C’è qualcosa di profondamente mutato però nel panorama
dell’intelletto europeo e della stessa tradizione culturale
da cui ha tratto origine, non solo in Italia, la consolidata
scissione tra fede e sapere e tra sapere teologico sapere
filosofico. Molti assetti disciplinari e scientifici sono
già stati messi in questione da un pezzo, in questione
sono i fondamenti del sapere, in dubbio molte certezze
linguistiche della tradizione metafisica. Non pochi interrogativi
gravano sulla filosofia ed altrettanti colpiscono la teologia.

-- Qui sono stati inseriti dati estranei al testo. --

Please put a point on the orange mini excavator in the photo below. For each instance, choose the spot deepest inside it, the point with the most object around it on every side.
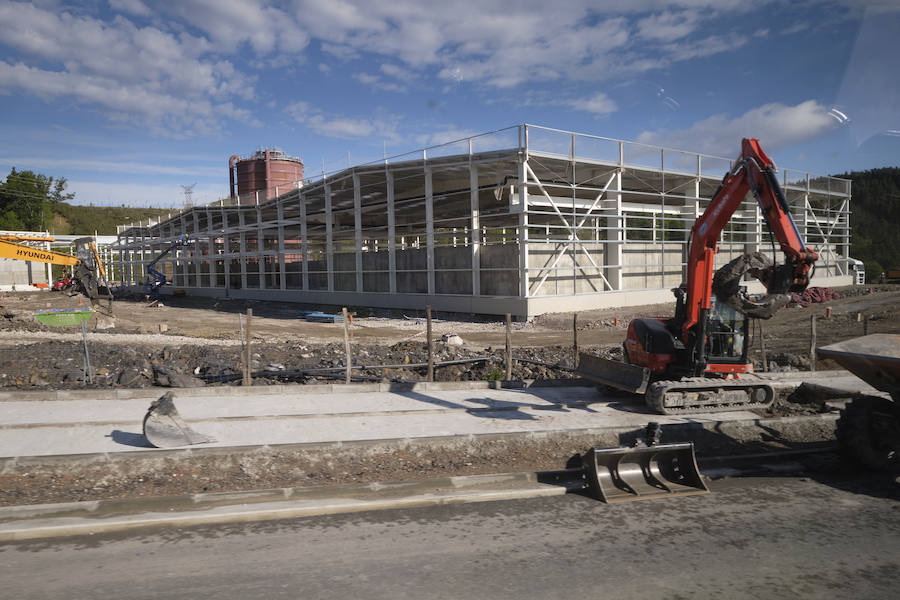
(692, 362)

Può la filosofia, ci si chiede ad esempio, per sopravvivere
alla sua tradizione, restringersi all’ambito disputabile
continuamente di una “debole” epistemologia, o risolversi
soltanto nella sua storia storiografica? e la vulnerabilità
di ogni principio universale non la costringe ormai a
rivedere la sua stessa intelligenza critica che appare
come svuotata dalle oggettive limitazioni tecniche delle
mille competenze scientifiche? In che misura allora essa
può considerarsi ancora coinvolta nella formazione razionale
del senso? Se queste e numerose altre domande riguardano
il destino della filosofia, per la prima volta la teologia
si trova a fronteggiare esperienze impreviste. Scoprendosi
investita da una dimensione ed una responsabilità planetarie,
non facilmente riconducibili alla solidificata tradizione
culturale eurocentrica, essa è costretta a misurarsi non
solo con le persistenti divergenze confessionali ma con
le più radicali formulazioni dell’ateismo, con le dimensioni
storiche dell’esperienza profana, con l’ecumene delle
dottrine religiose più diverse. D’altra parte esigenze
di continua reinterpretazione del dogma le impongono un
ritorno esegetico alle fonti originarie ed ai suoi problemi
storici di fondazione. Se pertanto affini alla situazione
della filosofia possono dirsi il necessario investirsi
della teologia nelle dimensioni “negative” della modernità
e la corrispettiva interrogazione radicale sulle origini,
meno affini sembrano poi le procedure di pensiero adottate.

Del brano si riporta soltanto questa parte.